If you’ve seen ‘Mad Men’, then you’ll see all the trappings in their original form.  There are the very bright late 60s wall dressings and furniture, there are the girls in miniskirts, there is even a buxom redhead (although nowhere near as swoonsome as Christina Hendricks). And what’s more, once his ‘talent’ starts to show Sellers finds himself fawned over and flirted with by nubile young sweetie after nubile young sweetie. Peter Sellers as Don Draper, before Don Draper even existed. A far-seeing spoof that comments on advertising, work place politics of the time and two nations separated by a common language – whilst also peering forward to one of our finest modern day dramas.


And yet none of it works.


Peter Sellers, the fat boy of 1950s British cinema lost weight and decided he wanted to be a sex symbol. This change from just wanting to make people laugh to wanting to be James Bond had a terrible effect on his career. It’s a basic truism that it’s hard to be funny whilst also portraying yourself as a successful ladies man. The comedy of failure is just too seductive; the comedy of failure in actual seduction doubly so. As a result this film stops being a comedy, and just becomes a fantasy for a randy middle-aged man who wants to cop off with young flesh (while occasionally slipping out of an office swivel chair). There’s actually a pattern of this in Sellers’ career - his randy forty something shagging Goldie Hawn comedy ‘There’s a Girl in My Soup’ has not aged well, nor his attempts to seduce his own wife in ‘The Bobo’. It must have been nice to get the girls, the kissing scenes no doubt boosted his ego – but, seriously, why is this supposed to be funny? Even in 1970 the hand of our middle aged star creeping up the thigh of his just turned twenty secretary, would surely have counted more as ‘ewwww’ creepy rather than ‘roll around on the floor, clutch our sides, piss ourselves with laughter’ merriment.


At the end a cameoing Roger Moore arrives as the real and unbelievable glamorous Simon Harper, the one who succeeded in London.

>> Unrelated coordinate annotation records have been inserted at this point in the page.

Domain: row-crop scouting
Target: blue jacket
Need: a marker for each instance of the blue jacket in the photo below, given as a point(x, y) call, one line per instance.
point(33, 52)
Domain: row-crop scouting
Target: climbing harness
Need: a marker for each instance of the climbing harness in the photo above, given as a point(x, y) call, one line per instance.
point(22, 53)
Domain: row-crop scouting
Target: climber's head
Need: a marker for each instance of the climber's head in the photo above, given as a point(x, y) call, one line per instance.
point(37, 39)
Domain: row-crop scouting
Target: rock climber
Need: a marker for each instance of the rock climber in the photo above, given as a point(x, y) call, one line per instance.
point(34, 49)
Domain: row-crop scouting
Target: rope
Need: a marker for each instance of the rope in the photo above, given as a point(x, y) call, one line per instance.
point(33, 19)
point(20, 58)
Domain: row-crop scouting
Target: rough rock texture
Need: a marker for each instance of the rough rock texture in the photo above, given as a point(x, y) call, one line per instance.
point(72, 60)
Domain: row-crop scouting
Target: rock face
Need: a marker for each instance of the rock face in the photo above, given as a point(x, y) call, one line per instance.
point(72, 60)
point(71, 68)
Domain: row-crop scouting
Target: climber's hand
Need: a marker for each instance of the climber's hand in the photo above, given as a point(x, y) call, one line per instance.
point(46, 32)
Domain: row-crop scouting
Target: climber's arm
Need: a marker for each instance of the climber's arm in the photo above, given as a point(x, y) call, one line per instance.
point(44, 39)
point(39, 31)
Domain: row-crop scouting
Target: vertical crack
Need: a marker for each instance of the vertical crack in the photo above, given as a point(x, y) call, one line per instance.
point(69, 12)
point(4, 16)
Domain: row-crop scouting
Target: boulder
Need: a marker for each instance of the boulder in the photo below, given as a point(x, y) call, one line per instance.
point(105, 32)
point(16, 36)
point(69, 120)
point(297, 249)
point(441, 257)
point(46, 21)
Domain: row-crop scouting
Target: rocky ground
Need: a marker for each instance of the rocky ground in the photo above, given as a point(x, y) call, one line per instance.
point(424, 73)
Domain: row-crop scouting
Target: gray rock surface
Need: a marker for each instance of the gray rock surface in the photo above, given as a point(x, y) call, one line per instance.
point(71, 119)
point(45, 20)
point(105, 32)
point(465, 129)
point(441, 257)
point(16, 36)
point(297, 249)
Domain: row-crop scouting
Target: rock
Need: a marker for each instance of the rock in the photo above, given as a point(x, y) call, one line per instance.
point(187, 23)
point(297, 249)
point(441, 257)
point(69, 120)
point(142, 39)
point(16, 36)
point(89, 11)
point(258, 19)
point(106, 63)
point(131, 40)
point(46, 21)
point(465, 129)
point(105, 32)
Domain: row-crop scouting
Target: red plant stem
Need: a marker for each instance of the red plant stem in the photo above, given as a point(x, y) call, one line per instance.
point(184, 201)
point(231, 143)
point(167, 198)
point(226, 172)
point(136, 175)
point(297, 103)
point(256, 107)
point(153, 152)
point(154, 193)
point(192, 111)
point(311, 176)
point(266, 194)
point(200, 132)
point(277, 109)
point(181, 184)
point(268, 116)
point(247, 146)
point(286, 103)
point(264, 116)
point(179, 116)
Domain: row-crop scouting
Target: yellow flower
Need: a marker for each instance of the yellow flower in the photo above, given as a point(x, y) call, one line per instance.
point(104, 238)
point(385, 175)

It involves another comic pratfall from our star, but Moore exposes Sellers as a fraud. But here’s the thing, Sellers work was so good he has won the respect of his colleagues and peers, they decide to stay with the idiot savant manqué anyway. Why not? They’re all making money and living the life, so what’s not to like? And maybe that’s how ‘Mad Men’ should end. It turns out the real Don Draper didn’t die in Korea and instead walks back through the doors of Sterling Cooper to claim his place. But the power of consumerism wins out and our Don gets to keep his name and his life and they all live happily ever after.


And I will love the show more than I already do, if in this big revelation, the returning Don Draper is played by – please, please, please – Sir Roger Moore!